Another way we can classify projections is what aspect of the surface they preserve.  Here are the main categories:

  • Direction Preserving (azimuthal or zenithal)
  • Shape Preserving (conformal or orthomorphic)
  • Area Preserving (equal-area or equiareal or equivalent or authalic)
  • Distance Preserving (equidistant), or
  • Shortest Route Preserving (gnomonic)

Often, the choice of which one to use depends on what the maps will be used for.  Mercator first drew his map to be used by mariners, so it was designed to preserve bearing (direction) at the cost of shape and area (hence, an overly large Greenland).  Sometimes, a projection can be chosen so that it minimises several distortions at one time, a sort of compromise that has been used on many New Zealand maps (we’ll look at this more closely later on).

Geodetic Datums

When talking about map projections we also need to talk abut geodetic datums.  We’ve covered datums a bit already; they are mathematical shapes (spheroids, to be exact) that attempt to represent the shape of the earth.  WGS84 is one example but there are many others.  Each datum has its own geometric parameters and uses latitude and longitude to locate points on the surface, though the same point, say Cathedral Square, may have two different sets of coordinates between two different spheroids.  So in a sense, you could be in two (or more) places at one time…  (I’ll show you how another time.)

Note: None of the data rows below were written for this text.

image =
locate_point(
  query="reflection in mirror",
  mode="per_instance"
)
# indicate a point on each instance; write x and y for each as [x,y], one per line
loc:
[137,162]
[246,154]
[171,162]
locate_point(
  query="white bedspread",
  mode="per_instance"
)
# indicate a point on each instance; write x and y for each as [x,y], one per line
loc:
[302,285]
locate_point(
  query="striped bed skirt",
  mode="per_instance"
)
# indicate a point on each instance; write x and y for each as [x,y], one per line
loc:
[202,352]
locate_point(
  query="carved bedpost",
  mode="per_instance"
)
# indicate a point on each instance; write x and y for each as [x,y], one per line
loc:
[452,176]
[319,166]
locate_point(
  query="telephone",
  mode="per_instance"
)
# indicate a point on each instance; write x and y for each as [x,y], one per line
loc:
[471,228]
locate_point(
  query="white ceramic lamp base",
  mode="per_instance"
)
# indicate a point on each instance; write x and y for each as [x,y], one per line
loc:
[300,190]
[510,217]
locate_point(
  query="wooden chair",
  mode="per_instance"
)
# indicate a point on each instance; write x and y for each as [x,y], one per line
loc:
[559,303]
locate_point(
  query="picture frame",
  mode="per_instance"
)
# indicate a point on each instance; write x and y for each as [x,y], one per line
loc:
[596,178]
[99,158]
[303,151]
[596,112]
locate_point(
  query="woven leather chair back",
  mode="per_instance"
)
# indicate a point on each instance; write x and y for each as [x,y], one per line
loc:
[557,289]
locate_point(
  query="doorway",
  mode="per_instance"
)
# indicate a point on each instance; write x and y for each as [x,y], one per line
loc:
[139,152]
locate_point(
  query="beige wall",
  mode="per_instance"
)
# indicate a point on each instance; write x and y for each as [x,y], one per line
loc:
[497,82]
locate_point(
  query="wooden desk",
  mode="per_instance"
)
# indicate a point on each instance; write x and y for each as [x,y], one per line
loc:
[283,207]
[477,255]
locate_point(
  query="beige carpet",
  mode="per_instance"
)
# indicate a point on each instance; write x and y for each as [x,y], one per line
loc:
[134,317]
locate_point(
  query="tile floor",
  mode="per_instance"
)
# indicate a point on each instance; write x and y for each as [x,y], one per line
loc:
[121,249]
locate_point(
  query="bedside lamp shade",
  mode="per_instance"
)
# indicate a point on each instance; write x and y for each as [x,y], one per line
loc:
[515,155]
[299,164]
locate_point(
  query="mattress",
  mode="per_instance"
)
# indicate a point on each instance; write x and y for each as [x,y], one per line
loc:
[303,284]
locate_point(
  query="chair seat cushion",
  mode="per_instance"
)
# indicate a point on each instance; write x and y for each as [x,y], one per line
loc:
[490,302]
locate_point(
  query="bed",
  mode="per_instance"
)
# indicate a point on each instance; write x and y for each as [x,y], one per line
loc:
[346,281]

So lat/long is used to locate a point on the spheroid surface – that’s referred to as the horizontal datum.  We also need a vertical datum to measure heights.  There’s a lot I’m going to gloss over about heights because they’re often surprisingly not as simple as we think they are, but for now, the vertical datum is a reference point that allows us to say, “Here be zero” against which we can determine if other points are above or below it.  The most common one we’re used to is sea level (and we know how complex that can be…).  We’ve already seen how different parts of New Zealand had, until very recently, different vertical datums so it’s far from simple to get your head around this.

Every map projection is based on a geodetic datum and you can usually find information about that by looking on the map.  the geodetic datum is sort of the like the metal globe framework we talked about earlier.  The map projection then is how (mathematically) the lat/long/height is converted to a flat, Cartesian x, y, z set of coordinates that are shown on the map.  I guess in this case, the map projection is like the rays of light in that same example.

My head hurts…

In the next installment of our look at map projections we’ll focus on projections (and datums) used on New Zealand maps, but before we go, let’s put some thought into one of the fundamental reasons why we need projections in the first place.  Aside from that being how maps are made, there is a more basic reason.

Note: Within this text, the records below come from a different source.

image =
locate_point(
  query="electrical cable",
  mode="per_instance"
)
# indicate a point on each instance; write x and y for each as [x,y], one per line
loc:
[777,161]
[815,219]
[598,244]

The 3-dimensional nature of latitude and longitude is the best way to specify location on the surface of a spher(oid).  Degrees of latitude and longitude can be broken down into divisions of 60 minutes per degree and further into 60 seconds of arc per minute (and there’s your space-time continuum, maybe).  But the big problem with degrees is they not all created equal, particularly when we think about longitude.  At the equator, a degree of longitude roughly equals 111 km.  But as we move north, the meridians converge, such that a degree of longitude reduces to zero at the north and south poles.  This makes proper distance measurements a challenge (and why any good navigator worth their salt uses the latitude scales on either side of a chart to make distance measurements rather than the scales across the top and bottom).  One nice thing about meters (and we might as well include feet, and leagues, and cubits) is that a meter is a meter is a meter, no matter where you are.  Projections allow us to use maps to make reliable, standard length and area measurements which are crucial is most GIS analyses, not to mention putting things in the correct place.  With map projections I don’t need to tell someone that I live 0.399 degrees away from Lincoln at 43.53 degrees south latitude.

I think I’ll crawl back into my cave now, where life is much simpler.